For example, no novel therapy based on AR has been successful in the treatment of sepsis in humans [10]–[12]. This may be explained by the finding that the genomic responses to different acute inflammatory stresses, including trauma, burns, and endotoxemia/sepsis are highly similar in humans; however, these responses are not reproduced in mouse models [32]. Among genes changed significantly in humans in these diseases, ‘the murine orthologs are close to random in matching their human counterparts’ [32]. Indeed, lethal toxicity to bacterial lipopolysaccharide varies almost 10,000-fold in different species [38]. Interestingly, of 120 essential human genes with mouse orthologs, 17 (22.5%) were nonessential in mice, suggesting that ‘it is possible that mouse models of a large number of human diseases will not yield sufficiently accurate information [36]’. Compatible with this, the ENCODE project suggests that over 80% of the genome is functionally important for gene expression; it is likely there are ‘critical sequence changes in the newly identified regulatory elements that drive functional differences between humans and other species [37]’. This may also explain ‘the specific organ biology [from lineage-specific gene expression switches] of various mammals [35]’. These, and other similar findings, suggest that a systems biology approach to the nonlinear complex chaotic dynamics of mammalian organisms in which responses are extremely sensitive to initial conditions (the genome and its epigenetic regulatory mechanisms) explains the lack of translation. By this explanation, in principle, AR findings will not predict human responses.

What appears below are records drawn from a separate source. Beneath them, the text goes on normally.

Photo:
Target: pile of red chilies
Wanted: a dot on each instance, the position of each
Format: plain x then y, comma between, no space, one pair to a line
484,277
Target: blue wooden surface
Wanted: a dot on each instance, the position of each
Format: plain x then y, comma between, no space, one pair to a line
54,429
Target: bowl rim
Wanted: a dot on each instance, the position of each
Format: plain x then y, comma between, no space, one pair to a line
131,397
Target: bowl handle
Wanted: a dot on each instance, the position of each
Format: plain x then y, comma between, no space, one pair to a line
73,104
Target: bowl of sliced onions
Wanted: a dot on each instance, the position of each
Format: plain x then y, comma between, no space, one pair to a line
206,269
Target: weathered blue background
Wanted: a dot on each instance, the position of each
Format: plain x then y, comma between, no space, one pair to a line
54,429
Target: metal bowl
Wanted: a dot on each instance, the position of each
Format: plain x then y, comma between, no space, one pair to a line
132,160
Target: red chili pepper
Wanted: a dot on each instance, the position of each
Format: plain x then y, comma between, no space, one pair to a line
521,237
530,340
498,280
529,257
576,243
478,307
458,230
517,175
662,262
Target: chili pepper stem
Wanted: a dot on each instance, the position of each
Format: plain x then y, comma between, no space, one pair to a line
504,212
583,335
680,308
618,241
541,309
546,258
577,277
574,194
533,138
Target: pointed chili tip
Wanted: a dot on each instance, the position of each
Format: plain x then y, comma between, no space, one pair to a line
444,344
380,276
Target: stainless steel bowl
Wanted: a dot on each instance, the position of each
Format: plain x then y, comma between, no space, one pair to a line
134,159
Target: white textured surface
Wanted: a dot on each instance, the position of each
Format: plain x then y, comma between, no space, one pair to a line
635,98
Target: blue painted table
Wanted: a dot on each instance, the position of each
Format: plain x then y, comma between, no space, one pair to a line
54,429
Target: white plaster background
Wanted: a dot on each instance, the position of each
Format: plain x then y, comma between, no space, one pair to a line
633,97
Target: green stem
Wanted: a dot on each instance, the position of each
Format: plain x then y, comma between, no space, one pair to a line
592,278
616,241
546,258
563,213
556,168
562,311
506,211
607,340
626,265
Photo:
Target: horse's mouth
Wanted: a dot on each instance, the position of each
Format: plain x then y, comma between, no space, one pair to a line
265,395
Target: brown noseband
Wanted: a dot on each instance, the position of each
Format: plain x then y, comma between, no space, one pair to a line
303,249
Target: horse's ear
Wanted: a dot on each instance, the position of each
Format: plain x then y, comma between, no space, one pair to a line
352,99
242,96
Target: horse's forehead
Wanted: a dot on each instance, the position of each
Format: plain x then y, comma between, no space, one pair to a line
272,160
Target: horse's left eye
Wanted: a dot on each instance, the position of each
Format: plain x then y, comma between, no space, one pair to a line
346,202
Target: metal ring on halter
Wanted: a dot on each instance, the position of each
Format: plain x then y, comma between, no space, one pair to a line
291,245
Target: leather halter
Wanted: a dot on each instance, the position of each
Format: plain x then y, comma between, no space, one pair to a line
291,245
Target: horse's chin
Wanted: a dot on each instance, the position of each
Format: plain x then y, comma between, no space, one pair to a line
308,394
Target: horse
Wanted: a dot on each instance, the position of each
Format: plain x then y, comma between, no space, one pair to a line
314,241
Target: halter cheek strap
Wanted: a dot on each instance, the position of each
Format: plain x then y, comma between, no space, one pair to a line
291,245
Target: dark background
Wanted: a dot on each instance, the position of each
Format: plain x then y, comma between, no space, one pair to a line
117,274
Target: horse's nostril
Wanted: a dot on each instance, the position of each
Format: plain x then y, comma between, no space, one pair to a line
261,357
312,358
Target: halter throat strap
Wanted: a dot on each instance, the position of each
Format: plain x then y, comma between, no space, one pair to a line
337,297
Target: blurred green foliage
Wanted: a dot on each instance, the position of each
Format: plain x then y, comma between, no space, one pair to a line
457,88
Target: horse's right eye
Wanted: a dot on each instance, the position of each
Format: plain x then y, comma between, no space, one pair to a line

One step in settling this debate in critical care AR is to determine the most current methodological quality of the relevant AR. To address this, we aimed to determine the reported methodological quality in critical care AR published in the year 2012. We find that the reported methodological quality of AR published in three high-impact critical care journals during 6 months of the year 2012 was poor, potentially contributing to the poor translation rate to human medicine.

Methods

Ethics statement

The University of Alberta Health Research Ethics Board waived the requirement for review because the study involved only publicly available data.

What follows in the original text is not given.